3. ZIP Code Tabulation Areas (ZCTAs)

  • File: cb_{year}_us_zcta520_500k.zip
  • Features: ~33,000 ZIP Code Tabulation Areas
  • Use Cases: Postal code mapping, demographic analysis, service area definition
  • Size: ~350 MB
  • Note: ZCTAs are statistical approximations of ZIP codes, not exact postal routes

Cartographic vs.
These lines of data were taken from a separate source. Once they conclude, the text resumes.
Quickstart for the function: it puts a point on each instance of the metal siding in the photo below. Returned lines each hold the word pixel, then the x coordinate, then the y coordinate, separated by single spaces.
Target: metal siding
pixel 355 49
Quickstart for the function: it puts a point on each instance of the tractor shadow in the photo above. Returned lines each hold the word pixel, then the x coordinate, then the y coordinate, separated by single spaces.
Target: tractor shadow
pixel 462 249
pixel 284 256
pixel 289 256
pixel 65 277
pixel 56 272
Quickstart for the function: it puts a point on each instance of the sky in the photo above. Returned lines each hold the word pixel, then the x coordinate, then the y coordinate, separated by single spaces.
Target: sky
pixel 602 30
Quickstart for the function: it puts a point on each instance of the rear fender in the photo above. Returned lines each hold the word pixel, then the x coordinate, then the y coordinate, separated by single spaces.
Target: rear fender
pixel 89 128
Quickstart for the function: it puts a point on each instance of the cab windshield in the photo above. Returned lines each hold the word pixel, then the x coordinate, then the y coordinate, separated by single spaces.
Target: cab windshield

Full TIGER Files

We use Cartographic Boundary Files (cb_* prefix) instead of full TIGER/Line files because:

FeatureCartographic (cb_)Full TIGER (tl_)
DetailSimplified 1:500kHigh detail 1:100k
File SizeSmaller (faster downloads)Larger (slower)
RenderingFaster (optimized for maps)Slower
Water BoundariesClipped at shorelineInclude water features
Use CaseWeb mapping, visualizationDetailed GIS analysis

Recommendation: Use cartographic files for Open Navigator's web-based mapping.

Installation & Setup

Prerequisites

# Shapefile processing requires geopandas
pip install geopandas pyogrio

Download Script

# Download all shapefiles for 2023
python scripts/datasources/census/download_shapefiles.py --year 2023

# Download only states and counties
python scripts/datasources/census/download_shapefiles.py --year 2023 --types states counties

# Download and extract automatically
python scripts/datasources/census/download_shapefiles.py --year 2023 --extract

# Download only ZIP codes
python scripts/datasources/census/download_shapefiles.py --year 2023 --types zcta

Data Storage

Downloaded shapefiles are cached in:

data/cache/census/shapefiles/{year}/
├── cb_2023_us_state_500k.zip
├── cb_2023_us_county_500k.zip
└── cb_2023_us_zcta520_500k.zip

Extracted files (if --extract used):

data/cache/census/shapefiles/{year}/
├── cb_2023_us_state_500k/
│ ├── cb_2023_us_state_500k.shp # Geometry
│ ├── cb_2023_us_state_500k.shx # Shape index
│ ├── cb_2023_us_state_500k.dbf # Attributes
│ ├── cb_2023_us_state_500k.prj # Projection
│ └── cb_2023_us_state_500k.xml # Metadata
├── cb_2023_us_county_500k/
└── cb_2023_us_zcta520_500k/

Loading Shapefiles

import geopandas as gpd
from pathlib import Path

# Load from ZIP (no extraction needed!)
states = gpd.read_file("data/cache/census/shapefiles/2023/cb_2023_us_state_500k.zip")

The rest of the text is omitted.